Metamath Proof Explorer


Theorem afv2co2

Description: Value of a function composition, analogous to fvco2 . (Contributed by AV, 8-Sep-2022)

Ref Expression
Assertion afv2co2
|- ( ( G defAt X /\ F defAt ( G '''' X ) ) -> ( ( F o. G ) '''' X ) = ( F '''' ( G '''' X ) ) )

Proof

Step Hyp Ref Expression
1 imaco
 |-  ( ( F o.
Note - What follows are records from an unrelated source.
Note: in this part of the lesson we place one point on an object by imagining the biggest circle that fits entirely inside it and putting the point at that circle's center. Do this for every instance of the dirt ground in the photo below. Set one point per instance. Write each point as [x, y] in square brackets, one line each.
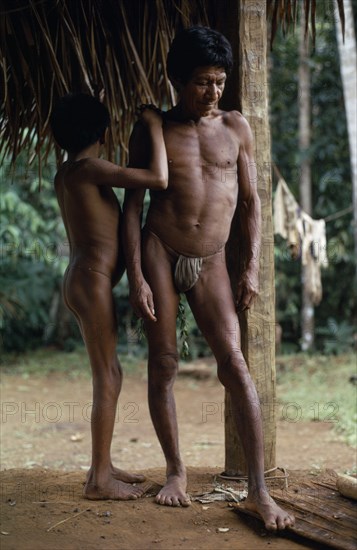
[45, 452]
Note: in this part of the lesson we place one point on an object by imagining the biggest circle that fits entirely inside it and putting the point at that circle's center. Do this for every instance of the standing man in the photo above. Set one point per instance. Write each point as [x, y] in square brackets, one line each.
[182, 249]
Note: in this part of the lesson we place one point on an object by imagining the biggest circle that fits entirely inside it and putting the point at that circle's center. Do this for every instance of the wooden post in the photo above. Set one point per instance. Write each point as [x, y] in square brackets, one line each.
[244, 23]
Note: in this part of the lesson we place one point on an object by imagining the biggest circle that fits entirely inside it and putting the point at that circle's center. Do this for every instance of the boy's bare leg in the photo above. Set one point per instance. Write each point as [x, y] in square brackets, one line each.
[162, 369]
[89, 296]
[214, 310]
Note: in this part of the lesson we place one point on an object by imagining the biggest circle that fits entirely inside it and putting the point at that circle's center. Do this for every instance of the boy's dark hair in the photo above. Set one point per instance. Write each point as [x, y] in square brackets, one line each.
[198, 47]
[77, 121]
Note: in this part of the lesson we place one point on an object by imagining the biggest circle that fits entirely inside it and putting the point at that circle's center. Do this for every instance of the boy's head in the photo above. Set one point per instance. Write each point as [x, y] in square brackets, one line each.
[197, 47]
[78, 121]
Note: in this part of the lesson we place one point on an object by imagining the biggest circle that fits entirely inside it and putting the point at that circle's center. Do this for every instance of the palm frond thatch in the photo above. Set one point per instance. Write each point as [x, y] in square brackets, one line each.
[50, 47]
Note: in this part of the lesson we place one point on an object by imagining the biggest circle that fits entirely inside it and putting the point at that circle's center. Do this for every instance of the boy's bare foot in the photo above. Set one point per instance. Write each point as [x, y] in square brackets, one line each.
[174, 491]
[127, 477]
[109, 488]
[274, 517]
[122, 475]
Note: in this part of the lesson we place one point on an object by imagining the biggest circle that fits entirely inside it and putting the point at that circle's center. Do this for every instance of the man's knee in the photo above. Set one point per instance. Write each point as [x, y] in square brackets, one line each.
[163, 367]
[233, 368]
G ) " { X } ) = ( F " ( G " { X } ) )
2 dfatsnafv2
 |-  ( G defAt X -> { ( G '''' X ) } = ( G " { X } ) )
3 2 adantr
 |-  ( ( G defAt X /\ F defAt ( G '''' X ) ) -> { ( G '''' X ) } = ( G " { X } ) )
4 3 imaeq2d
 |-  ( ( G defAt X /\ F defAt ( G '''' X ) ) -> ( F " { ( G '''' X ) } ) = ( F " ( G " { X } ) ) )
5 1 4 eqtr4id
 |-  ( ( G defAt X /\ F defAt ( G '''' X ) ) -> ( ( F o. G ) " { X } ) = ( F " { ( G '''' X ) } ) )
6 5 eleq2d
 |-  ( ( G defAt X /\ F defAt ( G '''' X ) ) -> ( x e. ( ( F o. G ) " { X } ) <-> x e. ( F " { ( G '''' X ) } ) ) )
7 6 iotabidv
 |-  ( ( G defAt X /\ F defAt ( G '''' X ) ) -> ( iota x x e. ( ( F o. G ) " { X } ) ) = ( iota x x e. ( F " { ( G '''' X ) } ) ) )
8 dfatco
 |-  ( ( G defAt X /\ F defAt ( G '''' X ) ) -> ( F o. G ) defAt X )
9 dfafv23
 |-  ( ( F o. G ) defAt X -> ( ( F o. G ) '''' X ) = ( iota x x e. ( ( F o. G ) " { X } ) ) )
10 8 9 syl
 |-  ( ( G defAt X /\ F defAt ( G '''' X ) ) -> ( ( F o. G ) '''' X ) = ( iota x x e. ( ( F o. G ) " { X } ) ) )
11 dfafv23
 |-  ( F defAt ( G '''' X ) -> ( F '''' ( G '''' X ) ) = ( iota x x e. ( F " { ( G '''' X ) } ) ) )
12 11 adantl
 |-  ( ( G defAt X /\ F defAt ( G '''' X ) ) -> ( F '''' ( G '''' X ) ) = ( iota x x e. ( F " { ( G '''' X ) } ) ) )
13 7 10 12 3eqtr4d
 |-  ( ( G defAt X /\ F defAt ( G '''' X ) ) -> ( ( F o. G ) '''' X ) = ( F '''' ( G '''' X ) ) )